Talk about a being in a precarious predicament. Senator Andrew Foster is being considered
for the vice presidency at the very time he's made the most serious blunder of his long and
illustrious career. Foster's mistress was brutally slain while the senator lay unconscious on
the bedroom floor of their little love nest. Obviously, if he is linked to the murder victim
in any manner, Foster's aspirations to be "just a heart beat away" from the presidency will be
ended, along with his marriage and political career.

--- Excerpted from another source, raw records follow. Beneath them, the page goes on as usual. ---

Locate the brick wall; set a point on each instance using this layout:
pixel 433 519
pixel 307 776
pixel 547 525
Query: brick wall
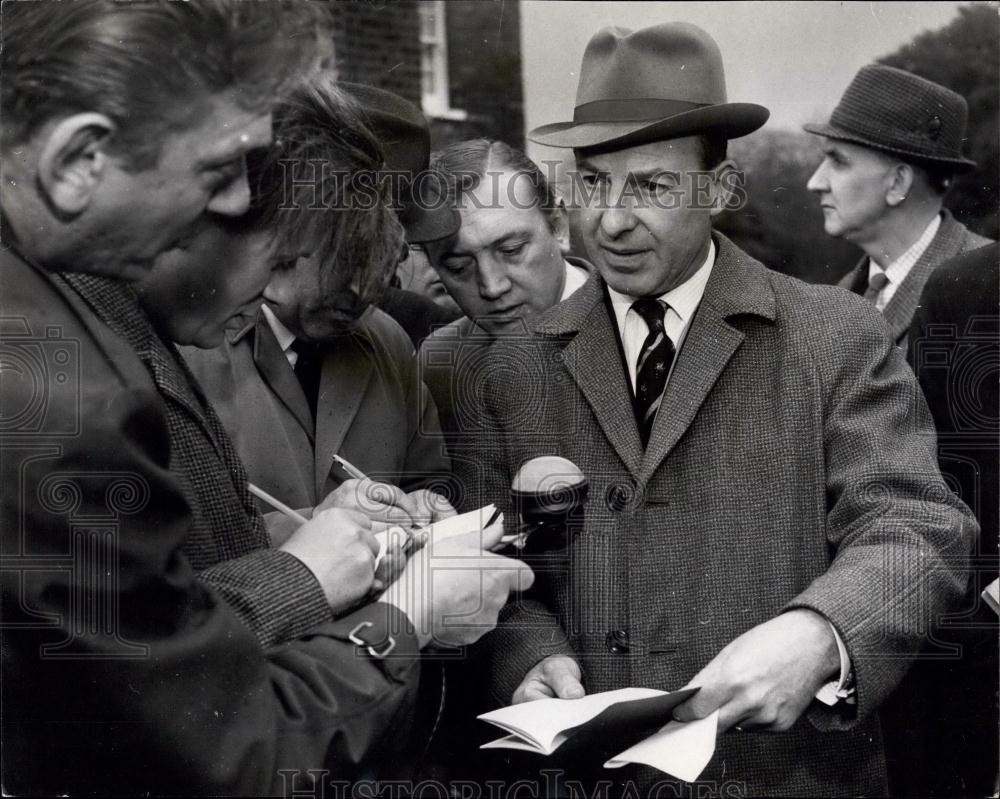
pixel 484 70
pixel 377 42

When an anonymous phone call lets the senator know that the entire sordid affair that
culminated in the woman's death was captured on tape, he realizes he must do something pretty
drastic to salvage the volatile situation. It gets extremely complicated, though, when the
blackmailers find the tables turned and the person they hired to do the taping is now holding
the "evidence" for ransom.
We have already seen what can happen to a real life politicians like John Edwards or Eliot
Spitzer when their infidelities are revealed. But their situations never spun so completely out
of control as what happens to this fictional character.
Richard Hawke creates a scenario that dramatizes the interplay between power politics and
salacious behavior and the interesting outcomes that can result. Obviously, none of them are
good, but House of Secrets puts a wild spin on the how the politician handles damage
control and also how his jilted wife responds.